BusinessWeek Online has an interesting story about blogger ethics this week: Polluting The Blogosphere (by Jon Fine). The sub-title says “Bloggers are getting paid to push products. Disclosure is optional.”

“You can’t believe anything you see or read,” complains Ted Murphy. “You think those judges on American Idol want to drink those giant glasses of Coke?”
It’s funny to hear him say this because Murphy, who founded a Tampa-based interactive ad agency called MindComet, also runs a side business that pays bloggers to write nice things about corporate sponsors — without unduly worrying about whether or not bloggers disclose these arrangements to readers. (A scan of relevant blog searches strongly suggests that, often, they don’t.)

I don’t have much to say about the story, other than to encourage you to read it. But this seems like a good opportunity for some disclosure from this blogger. So, what are the policies and practices of The Business Ethics Blog as far as corporate remuneration & advertising go?

  • I occasionally get sent free movies to review.
  • My blog entries often include links to books sold by Amazon. Because I run the not-for-profit (or just unprofitable) EthicsWeb Bookstore, I get a small commission from Amazon if someone follows one of those links through to Amazon’s website and buys someting.
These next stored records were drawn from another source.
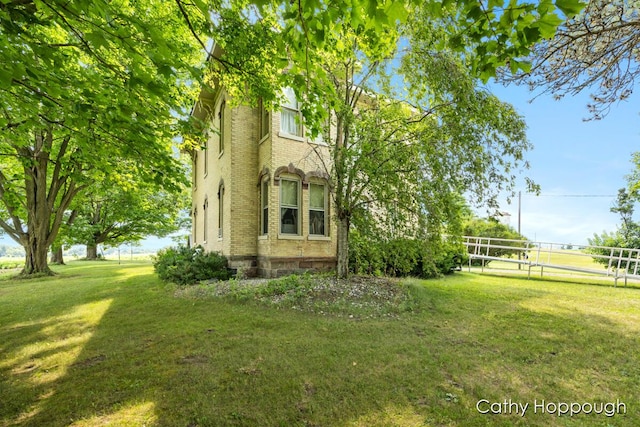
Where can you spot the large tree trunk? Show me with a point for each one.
(36, 257)
(47, 193)
(343, 247)
(92, 251)
(57, 256)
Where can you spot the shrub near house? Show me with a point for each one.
(187, 266)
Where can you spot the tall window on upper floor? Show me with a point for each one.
(318, 198)
(221, 123)
(205, 154)
(195, 225)
(220, 210)
(291, 117)
(194, 172)
(264, 206)
(265, 122)
(289, 206)
(205, 225)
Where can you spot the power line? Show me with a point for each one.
(573, 195)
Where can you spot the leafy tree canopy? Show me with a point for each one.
(596, 50)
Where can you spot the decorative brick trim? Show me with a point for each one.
(287, 169)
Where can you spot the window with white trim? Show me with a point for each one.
(318, 210)
(220, 210)
(290, 116)
(221, 121)
(264, 207)
(289, 206)
(265, 124)
(205, 225)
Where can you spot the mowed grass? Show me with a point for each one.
(107, 344)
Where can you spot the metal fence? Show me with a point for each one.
(618, 263)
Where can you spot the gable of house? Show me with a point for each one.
(260, 194)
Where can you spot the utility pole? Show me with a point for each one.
(519, 231)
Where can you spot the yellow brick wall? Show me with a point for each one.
(239, 167)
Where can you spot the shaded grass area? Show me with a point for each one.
(103, 344)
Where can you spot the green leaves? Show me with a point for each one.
(570, 8)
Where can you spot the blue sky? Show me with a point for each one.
(572, 158)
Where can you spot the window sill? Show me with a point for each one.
(289, 237)
(320, 238)
(292, 137)
(318, 143)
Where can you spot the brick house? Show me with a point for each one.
(260, 195)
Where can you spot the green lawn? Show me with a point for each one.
(107, 344)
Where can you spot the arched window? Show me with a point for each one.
(220, 210)
(221, 122)
(290, 116)
(318, 209)
(205, 226)
(290, 206)
(264, 206)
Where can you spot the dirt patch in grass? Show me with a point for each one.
(355, 297)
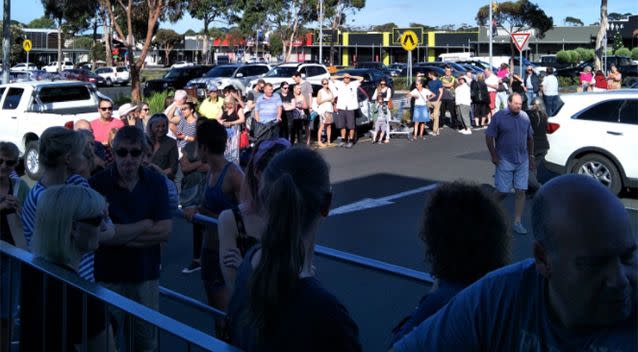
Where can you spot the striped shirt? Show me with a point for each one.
(28, 221)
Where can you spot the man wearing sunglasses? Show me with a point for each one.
(139, 207)
(102, 125)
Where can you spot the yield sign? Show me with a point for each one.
(520, 39)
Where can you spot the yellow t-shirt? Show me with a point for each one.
(211, 109)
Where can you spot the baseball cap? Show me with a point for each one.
(126, 109)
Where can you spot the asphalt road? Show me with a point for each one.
(383, 182)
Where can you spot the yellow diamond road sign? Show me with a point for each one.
(26, 45)
(409, 40)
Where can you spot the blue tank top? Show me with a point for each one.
(214, 198)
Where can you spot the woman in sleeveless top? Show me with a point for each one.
(242, 226)
(325, 109)
(222, 192)
(232, 119)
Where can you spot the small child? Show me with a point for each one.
(382, 123)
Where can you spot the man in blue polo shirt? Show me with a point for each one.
(268, 112)
(139, 207)
(510, 140)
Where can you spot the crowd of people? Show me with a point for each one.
(105, 203)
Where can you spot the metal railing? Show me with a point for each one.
(15, 256)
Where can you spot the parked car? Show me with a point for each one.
(23, 67)
(371, 78)
(596, 134)
(114, 75)
(236, 75)
(174, 79)
(28, 108)
(312, 72)
(182, 64)
(77, 74)
(53, 66)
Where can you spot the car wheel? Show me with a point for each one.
(600, 168)
(32, 161)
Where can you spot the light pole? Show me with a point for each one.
(6, 41)
(321, 31)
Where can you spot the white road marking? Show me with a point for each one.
(368, 203)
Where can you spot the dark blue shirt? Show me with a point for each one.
(434, 86)
(312, 320)
(429, 304)
(148, 200)
(511, 132)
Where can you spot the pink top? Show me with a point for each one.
(585, 77)
(101, 129)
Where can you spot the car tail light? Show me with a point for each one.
(552, 127)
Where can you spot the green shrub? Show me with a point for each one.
(623, 52)
(563, 57)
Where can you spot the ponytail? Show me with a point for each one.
(282, 256)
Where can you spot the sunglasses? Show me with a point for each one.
(123, 152)
(94, 221)
(8, 162)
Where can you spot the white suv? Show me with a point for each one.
(114, 75)
(596, 134)
(312, 72)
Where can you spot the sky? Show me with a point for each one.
(401, 12)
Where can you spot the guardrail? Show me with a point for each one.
(190, 336)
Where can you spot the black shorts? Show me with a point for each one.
(345, 119)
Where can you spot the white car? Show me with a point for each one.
(182, 64)
(53, 66)
(28, 108)
(114, 75)
(237, 75)
(312, 72)
(24, 67)
(596, 134)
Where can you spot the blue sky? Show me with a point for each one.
(402, 12)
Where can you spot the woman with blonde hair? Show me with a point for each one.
(68, 226)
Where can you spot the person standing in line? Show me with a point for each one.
(347, 104)
(268, 110)
(102, 126)
(532, 85)
(129, 263)
(286, 117)
(325, 108)
(480, 101)
(421, 113)
(463, 98)
(447, 99)
(550, 92)
(436, 87)
(510, 141)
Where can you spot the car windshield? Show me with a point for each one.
(221, 71)
(281, 72)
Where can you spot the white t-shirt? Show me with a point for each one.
(347, 95)
(550, 85)
(492, 81)
(420, 97)
(463, 95)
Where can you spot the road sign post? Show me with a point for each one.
(27, 45)
(409, 42)
(520, 40)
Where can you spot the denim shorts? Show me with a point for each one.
(509, 175)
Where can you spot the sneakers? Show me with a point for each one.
(194, 266)
(518, 228)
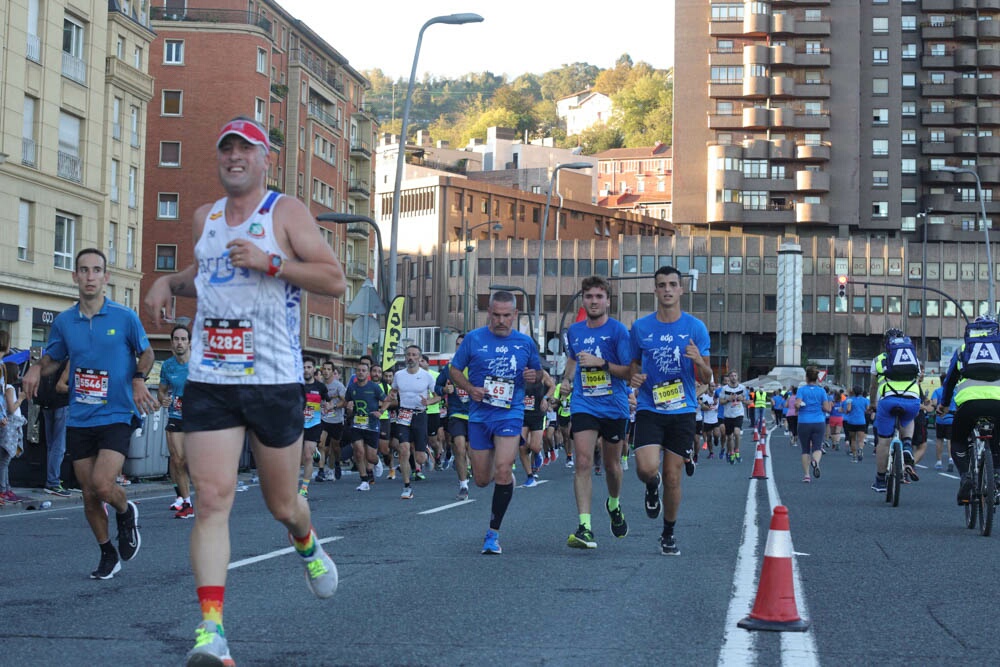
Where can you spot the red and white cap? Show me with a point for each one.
(246, 129)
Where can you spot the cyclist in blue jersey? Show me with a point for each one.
(170, 392)
(670, 351)
(499, 361)
(102, 340)
(597, 368)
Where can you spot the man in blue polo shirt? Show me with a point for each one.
(499, 360)
(107, 387)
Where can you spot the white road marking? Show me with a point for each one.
(448, 507)
(797, 648)
(275, 554)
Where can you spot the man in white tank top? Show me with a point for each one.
(255, 251)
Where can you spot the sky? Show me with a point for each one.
(517, 36)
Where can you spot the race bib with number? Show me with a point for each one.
(499, 391)
(669, 395)
(596, 382)
(90, 386)
(228, 346)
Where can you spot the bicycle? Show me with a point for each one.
(894, 471)
(982, 506)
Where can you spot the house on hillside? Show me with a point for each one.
(636, 179)
(583, 110)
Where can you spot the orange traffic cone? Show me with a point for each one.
(758, 465)
(774, 608)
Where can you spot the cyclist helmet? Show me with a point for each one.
(893, 333)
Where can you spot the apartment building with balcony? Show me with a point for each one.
(818, 122)
(217, 59)
(638, 179)
(75, 83)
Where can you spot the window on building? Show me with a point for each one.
(167, 205)
(173, 52)
(170, 153)
(166, 257)
(171, 102)
(69, 165)
(64, 241)
(24, 233)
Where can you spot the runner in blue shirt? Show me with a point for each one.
(670, 351)
(942, 430)
(856, 423)
(597, 367)
(499, 360)
(107, 387)
(170, 392)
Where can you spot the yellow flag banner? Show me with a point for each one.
(393, 332)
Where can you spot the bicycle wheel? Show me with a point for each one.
(987, 493)
(897, 471)
(889, 490)
(972, 507)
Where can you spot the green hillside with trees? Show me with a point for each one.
(457, 110)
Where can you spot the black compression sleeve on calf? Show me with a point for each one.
(502, 493)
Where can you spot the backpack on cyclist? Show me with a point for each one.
(981, 353)
(901, 359)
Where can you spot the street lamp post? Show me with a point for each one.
(451, 19)
(348, 218)
(467, 237)
(541, 245)
(986, 230)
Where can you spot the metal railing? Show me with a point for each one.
(33, 48)
(74, 68)
(69, 167)
(320, 113)
(205, 15)
(318, 67)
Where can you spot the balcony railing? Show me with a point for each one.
(358, 185)
(318, 67)
(320, 113)
(69, 167)
(28, 152)
(33, 49)
(74, 68)
(361, 147)
(210, 16)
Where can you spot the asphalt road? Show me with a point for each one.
(907, 585)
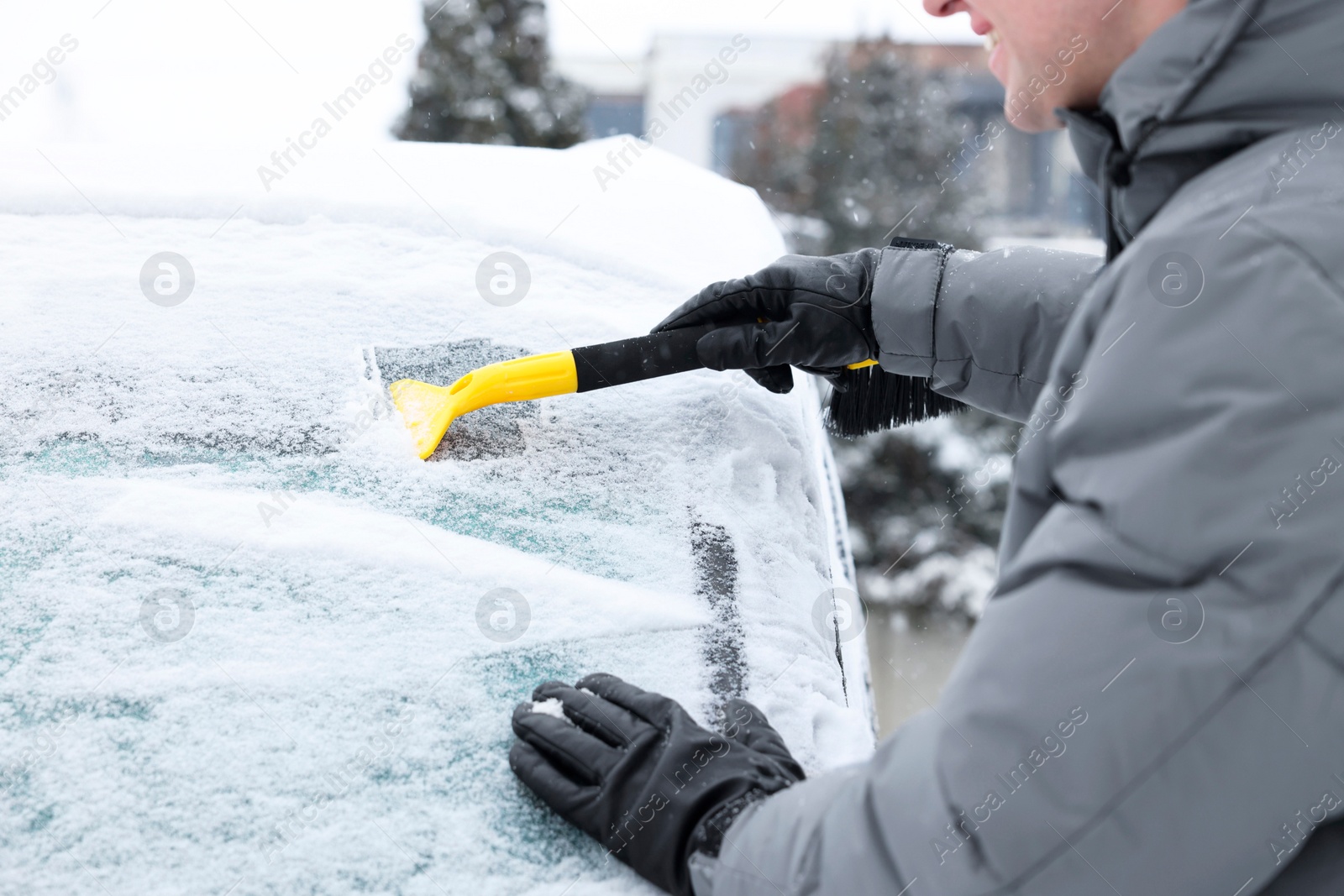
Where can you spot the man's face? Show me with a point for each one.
(1052, 54)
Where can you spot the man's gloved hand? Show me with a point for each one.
(819, 316)
(635, 772)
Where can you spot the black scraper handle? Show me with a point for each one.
(643, 358)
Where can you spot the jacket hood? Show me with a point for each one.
(1216, 78)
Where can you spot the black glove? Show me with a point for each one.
(819, 315)
(635, 772)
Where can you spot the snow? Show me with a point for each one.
(250, 640)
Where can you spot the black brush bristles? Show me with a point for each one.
(870, 401)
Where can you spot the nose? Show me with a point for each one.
(945, 7)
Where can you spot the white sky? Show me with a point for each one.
(257, 71)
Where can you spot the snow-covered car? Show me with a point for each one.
(250, 642)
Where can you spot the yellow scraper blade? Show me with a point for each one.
(429, 410)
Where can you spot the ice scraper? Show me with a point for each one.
(428, 410)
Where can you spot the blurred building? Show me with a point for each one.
(1030, 184)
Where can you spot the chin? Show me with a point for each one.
(1032, 109)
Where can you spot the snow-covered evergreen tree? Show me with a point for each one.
(484, 78)
(864, 152)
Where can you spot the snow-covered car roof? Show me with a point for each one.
(250, 642)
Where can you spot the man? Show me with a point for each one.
(1153, 701)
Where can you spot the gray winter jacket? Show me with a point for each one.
(1153, 701)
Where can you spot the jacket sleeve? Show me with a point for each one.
(983, 327)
This helps defray the cost of running my various ethics-related websites.
  • I don’t currently have any advertising on my website, other than a link to the aforementioned EthicsWeb Bookstore. Not because advertising, or money more generally, is evil (which it’s not). It’s just that this website doesn’t get enough traffic to make advertising worthwhile. Plus, I know that advertising makes some people cranky, and I just don’t need the hassle.
  • I receive the occasional press release (from corporations, film distributers, and NGO’s), promoting their wares, innovations, and ideas. So far, the only such messages that have resulted in blog entries were offers of copies of relevant films.
  • So far, no one has offered me any money to promote or discuss anything. Odd, huh? Anyway, if that ever did happen, I wouldn’t promote anything for money without disclosing that that’s what I was doing.